Model Metadata Storage

Model metadata in SQLFlow is a piece of data which describes how the model is defined, trained and stored. It includes the original train data selection statement, the estimator and itshyper-parameters , the test set performance and so on. This article describe the data structure of the metadata and how we save and load the metadata to/from kinds of sqlfs.

Background

SQLFlow models can be saved in MySQL, Hive, OSS and other places. While the model can be trained side by side to the step docker image, it can also be trained remote to the step image (as a job on third-party platform). As a result, we do not have a unified way to store the model currently. As for the default submitter which may use MySQL or Hive as it data source, we store the model with some metadata into a zipped file, and finally store the file into a database. In this case, there is only one metadata got saved, that is the TrainSelect SQL statement. As to pai submitter, we store the model to OSS with more metadata, such as the Estimator and the FeatureColumnNames.

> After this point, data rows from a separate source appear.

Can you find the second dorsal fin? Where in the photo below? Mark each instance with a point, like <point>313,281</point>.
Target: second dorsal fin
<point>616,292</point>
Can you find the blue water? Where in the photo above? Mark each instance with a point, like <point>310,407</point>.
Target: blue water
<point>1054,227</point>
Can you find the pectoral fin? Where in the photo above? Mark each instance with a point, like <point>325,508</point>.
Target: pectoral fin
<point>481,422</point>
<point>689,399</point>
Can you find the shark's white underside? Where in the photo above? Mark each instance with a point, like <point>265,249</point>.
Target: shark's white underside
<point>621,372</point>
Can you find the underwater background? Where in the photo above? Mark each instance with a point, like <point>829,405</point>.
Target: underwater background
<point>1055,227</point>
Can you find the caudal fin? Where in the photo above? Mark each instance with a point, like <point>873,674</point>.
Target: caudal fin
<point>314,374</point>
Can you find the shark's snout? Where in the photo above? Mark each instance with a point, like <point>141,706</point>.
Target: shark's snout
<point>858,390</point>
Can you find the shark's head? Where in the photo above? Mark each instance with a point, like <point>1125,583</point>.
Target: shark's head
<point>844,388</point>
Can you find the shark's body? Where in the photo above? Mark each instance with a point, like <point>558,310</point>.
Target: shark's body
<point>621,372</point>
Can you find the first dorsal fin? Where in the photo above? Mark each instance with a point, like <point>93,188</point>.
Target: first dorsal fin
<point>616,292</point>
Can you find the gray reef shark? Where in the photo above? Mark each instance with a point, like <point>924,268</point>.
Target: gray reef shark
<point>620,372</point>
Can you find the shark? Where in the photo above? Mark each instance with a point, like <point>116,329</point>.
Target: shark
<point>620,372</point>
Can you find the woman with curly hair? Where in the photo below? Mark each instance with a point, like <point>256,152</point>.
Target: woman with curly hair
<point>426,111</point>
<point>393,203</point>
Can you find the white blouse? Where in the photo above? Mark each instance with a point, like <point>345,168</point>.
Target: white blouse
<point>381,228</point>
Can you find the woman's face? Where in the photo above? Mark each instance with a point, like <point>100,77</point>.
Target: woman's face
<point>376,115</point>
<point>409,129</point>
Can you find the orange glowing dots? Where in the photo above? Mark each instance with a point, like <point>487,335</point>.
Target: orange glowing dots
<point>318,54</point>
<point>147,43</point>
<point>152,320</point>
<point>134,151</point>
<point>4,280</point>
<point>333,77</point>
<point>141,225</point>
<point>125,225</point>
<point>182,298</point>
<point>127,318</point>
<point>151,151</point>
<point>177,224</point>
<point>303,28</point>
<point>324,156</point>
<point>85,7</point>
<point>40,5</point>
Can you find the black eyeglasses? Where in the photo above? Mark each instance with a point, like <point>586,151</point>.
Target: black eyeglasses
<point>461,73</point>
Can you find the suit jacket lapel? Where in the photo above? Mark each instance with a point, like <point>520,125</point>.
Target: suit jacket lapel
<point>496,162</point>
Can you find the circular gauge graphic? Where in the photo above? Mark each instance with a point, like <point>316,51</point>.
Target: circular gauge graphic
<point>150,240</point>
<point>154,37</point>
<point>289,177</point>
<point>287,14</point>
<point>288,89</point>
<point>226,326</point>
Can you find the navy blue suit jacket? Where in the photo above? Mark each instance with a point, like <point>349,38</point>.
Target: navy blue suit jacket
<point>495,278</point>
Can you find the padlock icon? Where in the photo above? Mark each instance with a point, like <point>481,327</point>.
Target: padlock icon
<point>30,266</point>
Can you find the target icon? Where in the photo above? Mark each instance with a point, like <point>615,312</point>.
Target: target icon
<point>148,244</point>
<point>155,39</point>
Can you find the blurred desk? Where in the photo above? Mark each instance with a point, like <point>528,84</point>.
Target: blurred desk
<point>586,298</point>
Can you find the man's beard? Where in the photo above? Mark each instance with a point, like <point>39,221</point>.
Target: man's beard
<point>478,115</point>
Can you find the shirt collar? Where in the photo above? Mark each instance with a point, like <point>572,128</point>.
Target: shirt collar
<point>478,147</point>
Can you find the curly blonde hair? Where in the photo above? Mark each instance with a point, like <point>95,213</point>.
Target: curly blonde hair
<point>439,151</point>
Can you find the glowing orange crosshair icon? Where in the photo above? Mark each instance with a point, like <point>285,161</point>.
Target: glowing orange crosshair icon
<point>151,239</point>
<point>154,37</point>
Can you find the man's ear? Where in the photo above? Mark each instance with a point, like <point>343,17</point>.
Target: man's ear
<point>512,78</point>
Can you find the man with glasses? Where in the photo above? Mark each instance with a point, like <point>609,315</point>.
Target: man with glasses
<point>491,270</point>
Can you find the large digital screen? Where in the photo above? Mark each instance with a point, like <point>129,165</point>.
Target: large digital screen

Some time ago, we have implemented the SHOW TRAIN statement, which displays the metadata to user. Recently, we are developing the Model Zoo. When releasing a trained model to Model Zoo, we are requested to send the metadata along with the model. Both features require us to enrich the stored metadata, unify its data structure and make it easy to use.

The Design

First, we do not save the model metadata from the step go code any more. Because the real training work may be remote to this image. We move the saving work to the python code which is doing the real training. A file named model_meta.json is dedicated to store the metadata. Basically, we can serialize all fields in Train ir to the file. Additionally, the evaluation result will be stored if it exists.

  1. {
  2. "OriginalSQL": "SELECT * from train to TRAIN ...",
  3. "Estimator": "DNNClassifier",
  4. "Attributes":{"model.hidden_units":[10,10],"model.n_classes":3,"train.batch_size":1},
  5. "FeatureColumns":{"feature_columns":[{"FieldDesc":{"name":"sepal_length","dtype":1,"delimiter":"","shape":[1],"is_sparse":false,"vocabulary":null,"MaxID":0}}]},
  6. "FieldDescs": {"sepal_length": {"name":"sepal_length","dtype":1,"delimiter":"","shape":[1],"is_sparse":false,"vocabulary":null,"MaxID":0}},
  7. "EvaluationResult": "{auc:0.88}"
  8. ...
  9. }

Then the model_meta.json is zipped together with the model data and stored into the database. As an exception, we do not zip the file on OSS storage, we just put the file together this the model data in a directory. In both cases, the directory structure of trained model is like below:

  1. model_dir
  2. |_ model_meta.json
  3. |_ model_data
  4. |_ other files

When releasing a trained model to Model Zoo, we can dump the zipped model dir to local file system. Then extract the metadata using the command:

  1. tar -xvpf model.tar.gz model_meta.json

Other use-cases like the SHOW TRAIN statement can follow this way to extract model metadata too.

Implementation Action

First, we implement this feature for default submitter which store the model in data storage like MySQL, Hive or maxcompute. Then we implement the feature on OSS storage which is not really a database.